Re: poly: Why so much anonymous virtual reality?

From: david friedman <ddfr@best.com>
Date: Thu Feb 26 1998 - 11:19:21 PST

Robin raises some interesting issues. Some responses:

1. It isn't clear that you need lots of personae. If all you want is
privacy, freedom from regulation by government, etc., you only need
two--one online and one in realspace. And if you are a good person, there
is much to be said for linking your online personae, on the theory that the
good reputation of each will help all the others. That is one of the
reasons my web page has all four of my worlds on it, instead of my setting
up separate pages not linked to each other.

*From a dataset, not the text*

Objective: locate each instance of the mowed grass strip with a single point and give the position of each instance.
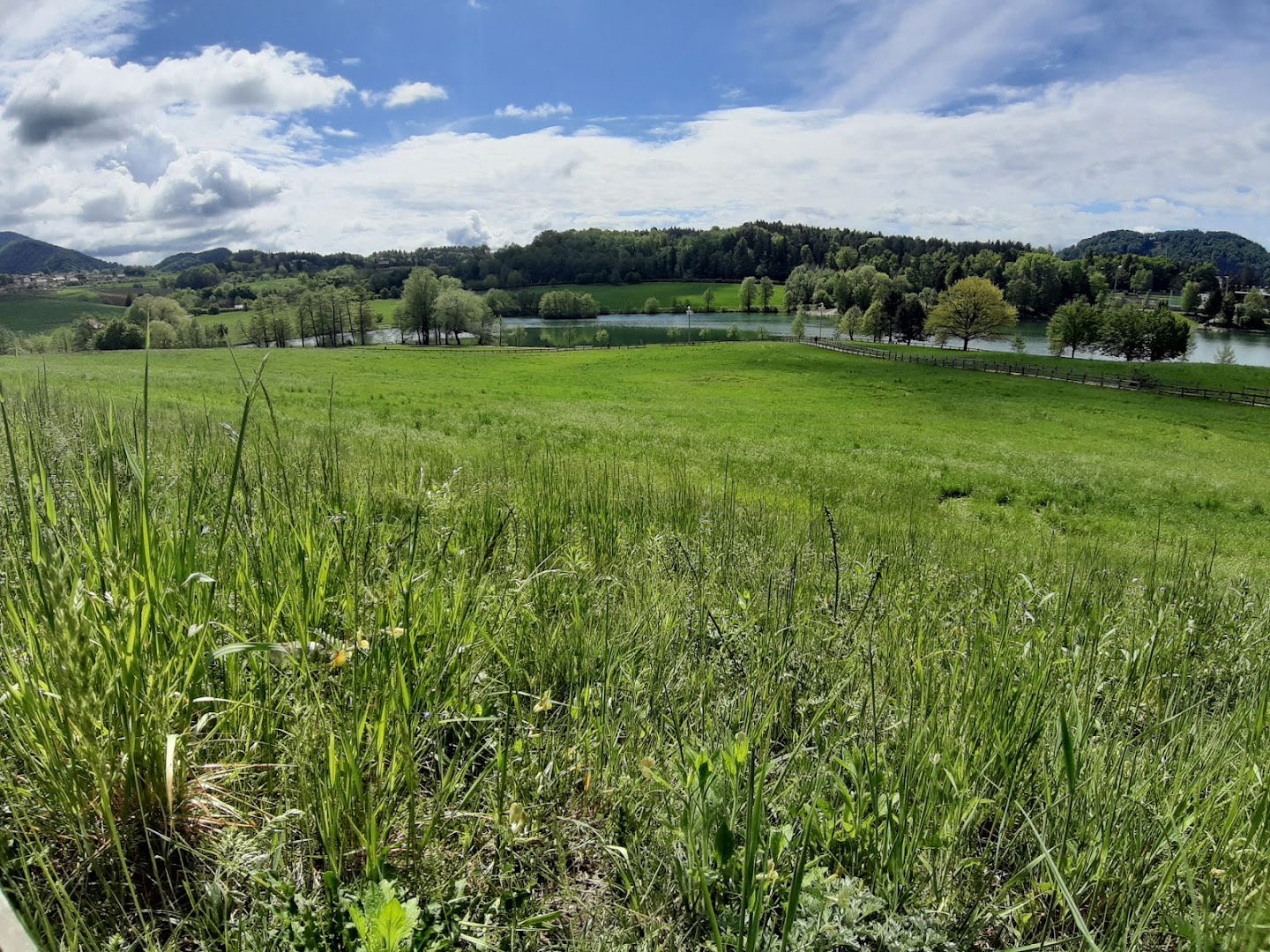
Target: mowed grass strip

2. This also answers Robin's point about people being suspicious of
anonymous dealings. I'm not anonymous online--I'm just not linked (in the
hypothetical future) to a realspace body. The decision to keep that link
cut only clearly signals dishonesty if one believes that government law
enforcement is the only good way of enforcing contracts and that there are
no strong, common reasons to want government unable to observe your
behavior.

3. The more of your life occurs in cyberspace, the harder it is for the
sort of time matching that Robin describes to work. After all, some of your
time in cyberspace involves no persona at all, since you are just reading
information, not sending it. And you can set up some unattended sessions
when you aren't in the room--as long as no serious interaction is involved.

A further point is that the snoops don't get to observe all, or nearly all,
of your interactions. Most of them, after all, are encrypted conversations
with particular people who don't work for the bad guys. The only
interactions they can use to figure out who you are are the ones they are
party to--entrapment, "public lectures," and the like.

4. Robin's point about personal style is an interesting one. It sounds as
though we have an arms race. On the one side are the ID programs, trying to
pick one person out of a few billion on the basis of voice rhythms, walking
patterns, etc. On the othe side are the cloaking programs--deliberately
modifying those things, presumably using observations of other people's
voice rhythms etc., so as to keep content but randomly vary form. The limit
seems to be pure personality, whatever that means--the things that make me
me. My suspicion, perhaps mistaken, is that IDing by that is a hard enough
problem so that by the time it shows up it is going to be a very different
world--complete with uploads and intelligent AI's.